Provenance, in particular UK origin, is becoming ever more of a battleground among the big grocers.
Always important, it has taken on greater significance as the supermarketing landscape shifts.
When the Jack’s value fascia was unveiled by Tesco a couple of weeks back, the British origins of most of its product was blared out at foghorn volume in-store and in publicity material.
“Eight out of 10 food and drink products at Jack’s will be grown, reared or made in Britain,” the retailer trumpeted.
“There’s one problem though. The UK doesn’t produce enough of the food it eats”
Aldi, which has done so much to disrupt Tesco in recent years, has long made British associations a key feature – it sponsored Team GB in the Olympics as well as stacking its shelves with British product.
This week, as it unveiled record results, it once again put UK provenance credentials centre-stage.
There’s one problem though. The UK doesn’t produce enough of the food it eats. According to the ONS, the UK supplied just under half of the food consumed here in 2017 and the leading foreign supplier was the EU, at 30%.
Last year a report commissioned by Morrisons, which chairman Andy Higginson said is “already British farming’s biggest single customer”, warned of potential threats to food supply ranging from climate change to political uncertainties such as Brexit.

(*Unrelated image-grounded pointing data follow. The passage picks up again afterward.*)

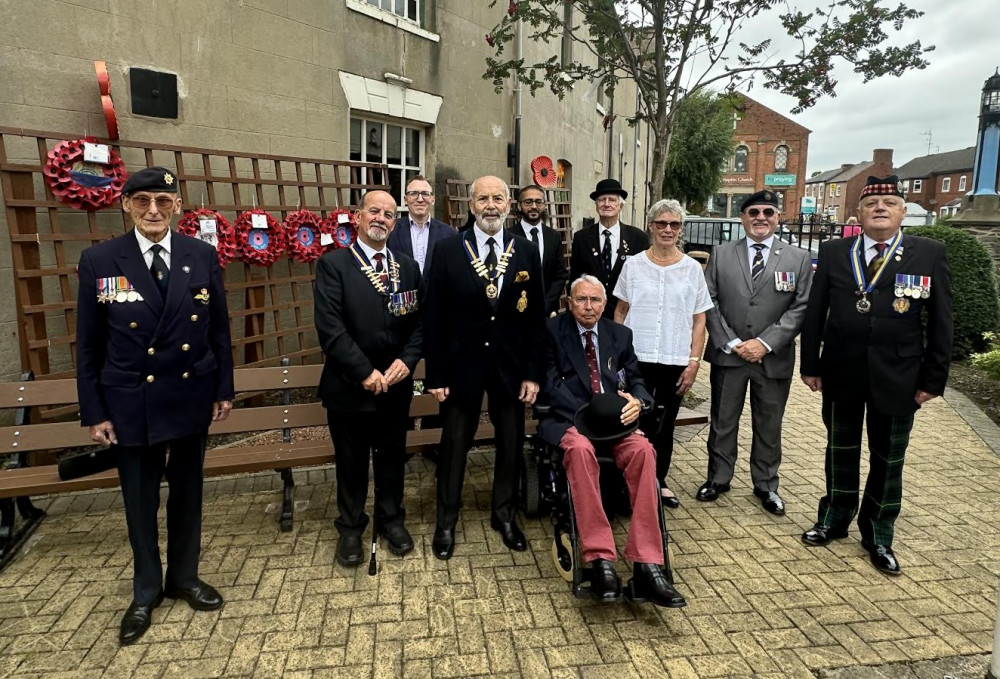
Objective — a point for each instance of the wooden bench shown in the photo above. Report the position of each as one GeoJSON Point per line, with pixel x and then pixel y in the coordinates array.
{"type": "Point", "coordinates": [21, 481]}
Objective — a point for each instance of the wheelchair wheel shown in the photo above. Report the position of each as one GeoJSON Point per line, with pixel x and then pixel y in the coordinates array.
{"type": "Point", "coordinates": [563, 556]}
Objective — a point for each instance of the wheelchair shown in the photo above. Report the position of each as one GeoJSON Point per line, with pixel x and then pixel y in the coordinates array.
{"type": "Point", "coordinates": [544, 489]}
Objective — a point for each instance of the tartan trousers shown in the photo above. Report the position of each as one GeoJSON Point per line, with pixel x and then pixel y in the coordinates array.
{"type": "Point", "coordinates": [888, 437]}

Morrisons launched a drive, subsequently achieved, to recruit 200 more local suppliers, help them build their businesses and so provide more of what Britain eats. Over the past two years, sales of local suppliers’ products have risen 50%.
Aldi said on Monday that it has helped UK food suppliers, such as crisp company Seabrook, to build their businesses internationally.
The same can be said of Tesco, through examples such as Brew Dog.
That’s welcome. A healthy UK food supply base is in the national interest as well as that of grocers as food security post-Brexit, amid speculation about stockpiling and food rotting at ports bound up in red tape.
While there’s probably a bit of truth in it, the characterisation of Jack’s as a ‘Brexit shop’ is overdone. However, the effects of the UK’s walkout on the EU, as yet unknown, are likely to bring unwanted complexity to food supply.
The fear is surely that limited supplies of UK produce may mean that in future it could be a fixture not on the shelves of value stores but an increasingly premium-price product.
Next sets standards
On the subject of Brexit, fashion retailer Next published as part of its interims an exemplary analysis of what no deal would mean for it – an outcome, the retailer made clear, that it would prefer not to happen.
Next assessed factors such as import duties, compliance with EU standards and sterling volatility.
The retailer concluded that “we do not believe the direct risks of a no-deal Brexit pose a material threat to the ongoing profitability of Next’s business in the UK or to our €190m turnover business in the EU”.
“Next’s clarity about what no deal would mean is welcome, and sets a standard for other retailers”
It emphasised that its study was specific to it and “should not be extrapolated to other businesses or industries”.
Next’s clarity about what no deal would mean is welcome, and sets a standard for other retailers.
As the politicians peacock at party conferences, there is still no visibility on what sort of deal the UK will strike – if it strikes one at all.
Next said the “indirect risk of interruption to the smooth operation of our ports represents the biggest risk to our business from Brexit”.
Without wishing to contradict Lord Wolfson’s warning about extrapolation, that surely reinforces the need for Britain’s grocers to invest further in domestic suppliers.